Los vigueses alcanzan los 50 partidos este curso visitando al tercer clasificado con cuatro bajas de consideración, pero con opción de recuperar el sexto lugar
26 abr 2026 . Actualizado a las 05:00 h.Williot Swedberg y Matías Vecino se unen a las bajas de Carl Starfelt, cada vez más preocupante, y de Miguel Román. El Celta se descose por el centro, pero en Barcelona recuperó las sensaciones balompédicas con una excelente primera mitad y este domingo tiene la oportunidad de volver a la sexta plaza si es capaz de puntuar en el feudo del Villarreal, que afronta el partido como una reválida definitiva para atrapar el tercer puesto de la liga y que el jueves pasado se guardó en Oviedo a jugadores del calado de Gerard Moreno para presentar el mejor once posible ante la escuadra de Claudio Giráldez.
El Celta afronta hoy su partido número 50 de la temporada y alcanzado este punto, los achaques físicos eran una posibilidad muy factible a temer. Los vigueses viajan esta mañana al Madrigal sin una parte considerable de su columna vertebral. Una vez más, por séptima contienda consecutiva, no estará Starfelt, y sin el sueco, los vigueses no han sido capaces de mantener su portería a cero, algo que no sucede desde el pasado 22 de enero (2-0 ante el Mallorca). Su espalda no mejora, la próxima semana tiene cita con un especialista y todo indica que se perderá el final de temporada, algo que ya sucedió el curso anterior, en el que Yoel Lago acabó siendo el libre más utilizado.
Sin Miguel Román, Vecino era el mediocentro más posicional que le quedaba a Giráldez, pero el charrúa volvió a lesionarse —sufre una rotura de bajo grado en el aductor derecho— y tampoco estará ante un rival con jugadores muy físicos en la sala de máquinas como el de Marcelino García Toral. Ilaix Moriba ejerció como pivote de contención en el Camp Nou hoy podría repetir ese cometido al lado de Sotelo, el más descansado de los mediocentros.
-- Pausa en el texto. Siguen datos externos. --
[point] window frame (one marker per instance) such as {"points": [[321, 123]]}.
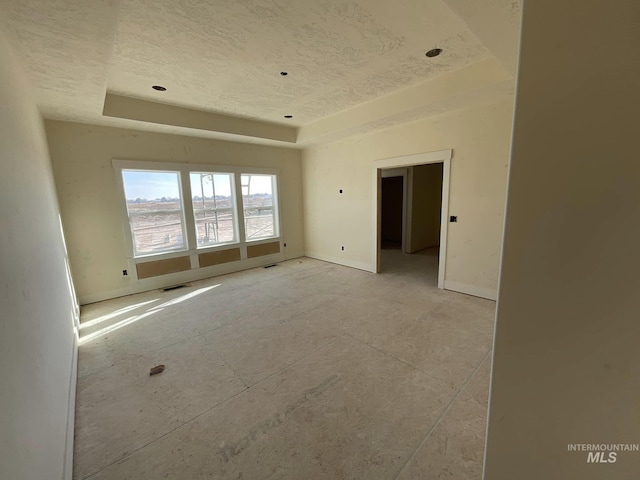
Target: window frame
{"points": [[273, 207], [186, 195], [233, 209], [183, 222]]}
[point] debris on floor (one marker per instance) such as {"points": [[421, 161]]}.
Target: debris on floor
{"points": [[156, 370]]}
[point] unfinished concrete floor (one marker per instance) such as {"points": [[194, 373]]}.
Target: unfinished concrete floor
{"points": [[307, 370]]}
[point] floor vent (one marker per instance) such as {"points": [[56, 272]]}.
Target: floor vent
{"points": [[174, 287]]}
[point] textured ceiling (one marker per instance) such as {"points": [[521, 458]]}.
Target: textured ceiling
{"points": [[225, 57]]}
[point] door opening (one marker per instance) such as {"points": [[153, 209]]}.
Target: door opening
{"points": [[411, 211]]}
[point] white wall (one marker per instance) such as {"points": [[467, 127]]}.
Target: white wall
{"points": [[567, 357], [92, 208], [480, 139], [37, 339]]}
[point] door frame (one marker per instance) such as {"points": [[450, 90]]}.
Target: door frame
{"points": [[404, 173], [440, 156]]}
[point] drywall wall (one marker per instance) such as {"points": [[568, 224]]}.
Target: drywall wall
{"points": [[92, 208], [37, 338], [567, 362], [426, 205], [480, 139]]}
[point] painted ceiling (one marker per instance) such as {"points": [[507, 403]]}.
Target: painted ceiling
{"points": [[221, 61]]}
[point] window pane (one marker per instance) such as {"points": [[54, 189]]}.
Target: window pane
{"points": [[155, 211], [258, 224], [213, 207], [157, 233], [257, 198], [214, 227]]}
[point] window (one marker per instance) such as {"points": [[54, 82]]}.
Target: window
{"points": [[154, 207], [213, 207], [258, 206], [172, 207]]}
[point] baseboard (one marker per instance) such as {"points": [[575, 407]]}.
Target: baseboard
{"points": [[340, 261], [152, 283], [292, 255], [474, 290], [71, 413]]}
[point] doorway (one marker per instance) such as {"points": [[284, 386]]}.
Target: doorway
{"points": [[411, 212]]}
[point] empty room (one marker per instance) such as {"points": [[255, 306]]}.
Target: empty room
{"points": [[317, 240]]}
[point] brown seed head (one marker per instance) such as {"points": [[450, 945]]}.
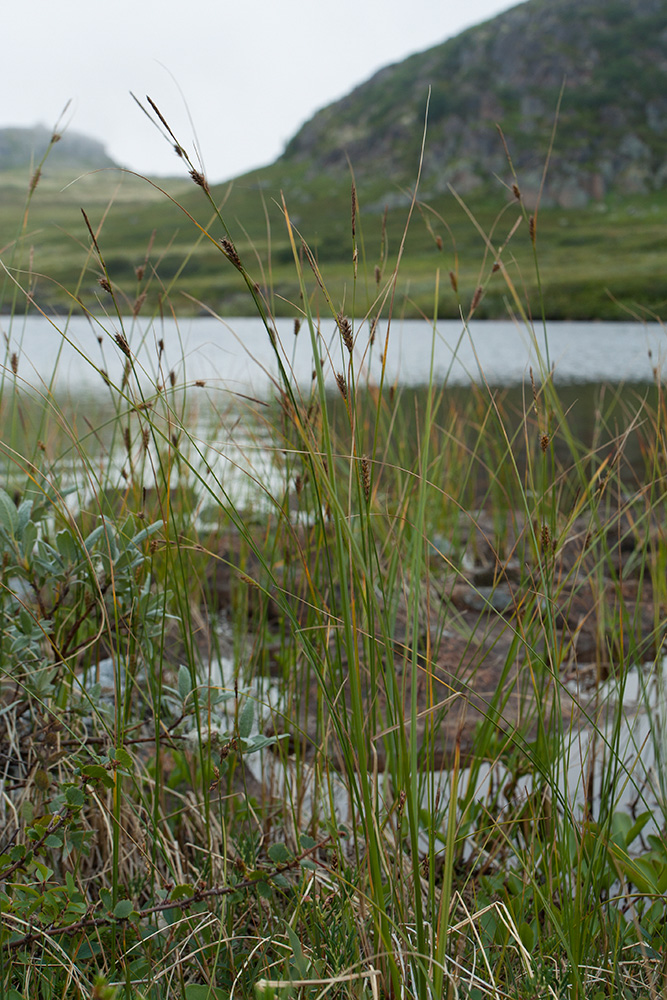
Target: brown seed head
{"points": [[545, 537], [366, 477], [123, 344], [231, 253], [345, 328], [200, 180]]}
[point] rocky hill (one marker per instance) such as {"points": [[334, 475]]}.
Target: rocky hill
{"points": [[609, 58], [21, 147]]}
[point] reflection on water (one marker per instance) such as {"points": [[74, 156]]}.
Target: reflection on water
{"points": [[236, 354]]}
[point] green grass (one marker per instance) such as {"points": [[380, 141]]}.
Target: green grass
{"points": [[595, 262], [399, 601]]}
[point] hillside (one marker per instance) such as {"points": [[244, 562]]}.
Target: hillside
{"points": [[608, 56], [21, 147], [600, 236]]}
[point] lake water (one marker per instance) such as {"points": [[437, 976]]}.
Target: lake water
{"points": [[236, 353]]}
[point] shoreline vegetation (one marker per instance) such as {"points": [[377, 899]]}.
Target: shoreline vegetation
{"points": [[323, 695], [599, 261]]}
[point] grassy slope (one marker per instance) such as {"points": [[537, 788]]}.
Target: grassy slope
{"points": [[588, 257]]}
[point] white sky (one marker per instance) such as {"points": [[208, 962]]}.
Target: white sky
{"points": [[248, 72]]}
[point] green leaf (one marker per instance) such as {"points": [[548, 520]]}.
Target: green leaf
{"points": [[9, 517], [93, 536], [74, 796], [279, 854], [246, 719], [264, 889], [124, 758], [184, 682], [123, 909], [145, 532], [195, 991]]}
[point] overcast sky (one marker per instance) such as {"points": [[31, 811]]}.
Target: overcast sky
{"points": [[246, 72]]}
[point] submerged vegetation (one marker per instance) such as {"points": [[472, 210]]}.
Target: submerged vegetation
{"points": [[322, 694]]}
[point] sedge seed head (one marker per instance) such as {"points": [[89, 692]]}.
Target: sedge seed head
{"points": [[200, 180], [341, 383], [345, 328]]}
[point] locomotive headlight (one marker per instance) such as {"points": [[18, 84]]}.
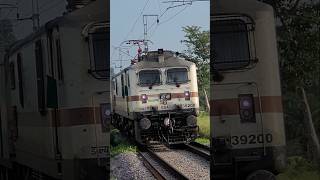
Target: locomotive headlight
{"points": [[168, 96], [246, 107], [144, 98], [191, 120], [187, 95], [145, 123], [166, 122]]}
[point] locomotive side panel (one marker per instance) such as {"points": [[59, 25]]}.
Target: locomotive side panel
{"points": [[58, 109], [157, 98], [246, 99]]}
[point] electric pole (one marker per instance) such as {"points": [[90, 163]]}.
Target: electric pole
{"points": [[145, 29]]}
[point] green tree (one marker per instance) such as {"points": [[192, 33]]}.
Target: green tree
{"points": [[299, 47], [197, 42]]}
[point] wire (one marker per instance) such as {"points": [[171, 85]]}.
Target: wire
{"points": [[17, 4], [132, 28]]}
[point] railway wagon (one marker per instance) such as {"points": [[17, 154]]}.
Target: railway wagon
{"points": [[55, 99], [156, 99], [247, 126]]}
En ataque, la ausencia destacada será Williot Swedberg, que no tuvo su mejor noche en Barcelona, siempre es un as en la manga que en esta ocasión no podrá explotar el técnico de O Porriño. A su sobrecarga en los gemelos se le unen los problemas físicos de Iago Aspas y el momento de Borja Iglesias, uno de los jugadores que más están acusando el esfuerzo acumulado a lo largo de la temporada. En este escenario podría repetir el mismo ataque que inició contienda ante el líder: Jutglà, Pablo Durán y Hugo Álvarez, con Hugo González, el máximo goleador del B, como novedad en la convocatoria y opción en la recámara.
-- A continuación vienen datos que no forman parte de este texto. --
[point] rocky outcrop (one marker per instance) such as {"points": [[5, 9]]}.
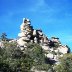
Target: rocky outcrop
{"points": [[52, 46]]}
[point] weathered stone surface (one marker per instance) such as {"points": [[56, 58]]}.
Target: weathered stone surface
{"points": [[28, 34]]}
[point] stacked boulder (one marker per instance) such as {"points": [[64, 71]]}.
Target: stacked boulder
{"points": [[52, 46]]}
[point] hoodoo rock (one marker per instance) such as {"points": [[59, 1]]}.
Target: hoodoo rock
{"points": [[52, 46]]}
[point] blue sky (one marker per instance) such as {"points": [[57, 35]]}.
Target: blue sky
{"points": [[54, 17]]}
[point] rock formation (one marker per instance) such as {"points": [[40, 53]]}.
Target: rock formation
{"points": [[52, 46]]}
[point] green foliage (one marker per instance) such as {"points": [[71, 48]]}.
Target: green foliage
{"points": [[65, 64], [3, 37], [12, 59]]}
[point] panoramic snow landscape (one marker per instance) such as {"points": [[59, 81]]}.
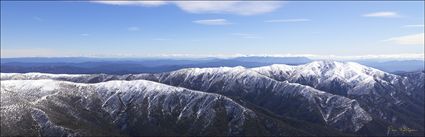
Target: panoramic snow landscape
{"points": [[212, 68]]}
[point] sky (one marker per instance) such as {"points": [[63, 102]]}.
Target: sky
{"points": [[212, 29]]}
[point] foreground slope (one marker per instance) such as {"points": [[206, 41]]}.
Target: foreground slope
{"points": [[57, 108]]}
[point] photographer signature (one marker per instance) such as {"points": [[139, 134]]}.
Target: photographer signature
{"points": [[400, 130]]}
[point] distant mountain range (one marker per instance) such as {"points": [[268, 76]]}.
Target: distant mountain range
{"points": [[80, 65], [318, 98]]}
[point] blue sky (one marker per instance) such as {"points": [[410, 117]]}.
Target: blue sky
{"points": [[158, 28]]}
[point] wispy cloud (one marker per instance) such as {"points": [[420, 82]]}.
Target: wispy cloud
{"points": [[246, 35], [413, 26], [228, 7], [414, 39], [136, 3], [387, 14], [161, 39], [212, 22], [84, 34], [286, 20], [36, 18], [133, 28]]}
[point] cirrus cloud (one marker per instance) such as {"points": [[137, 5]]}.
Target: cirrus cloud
{"points": [[414, 39], [229, 7], [213, 22], [387, 14]]}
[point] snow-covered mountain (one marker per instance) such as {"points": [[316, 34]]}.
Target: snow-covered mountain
{"points": [[140, 107], [348, 97], [390, 98]]}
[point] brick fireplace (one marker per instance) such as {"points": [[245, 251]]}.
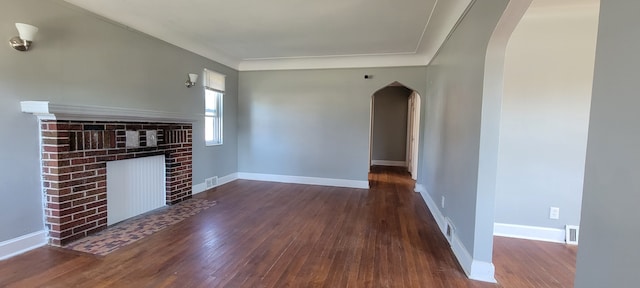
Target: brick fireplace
{"points": [[75, 153], [74, 160]]}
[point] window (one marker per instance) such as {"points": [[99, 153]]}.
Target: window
{"points": [[213, 104]]}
Aun así, el Celta tiene mimbres para presentar batalla en Villarreal con el objetivo de cortar la racha de cuatro derrotas consecutivas —dos en Europa y otras tantas en la liga—, pero para conseguirlo necesita mover el balón con celeridad, robar en campo contrario y evitar a toda costa las transiciones, un arte en el que los amarillos son consumados especialistas. En casa, por cierto, tan solo perdieron en liga ante los dos grandes y cedieron un empate a mayores con el Betis, una buena muestra de su solidez como locales. Además, a diferencia del Celta, los castellonenses hoy cuentan con su equipo de gala. Un desafío que pone a prueba la recuperación (de juego) de Barcelona.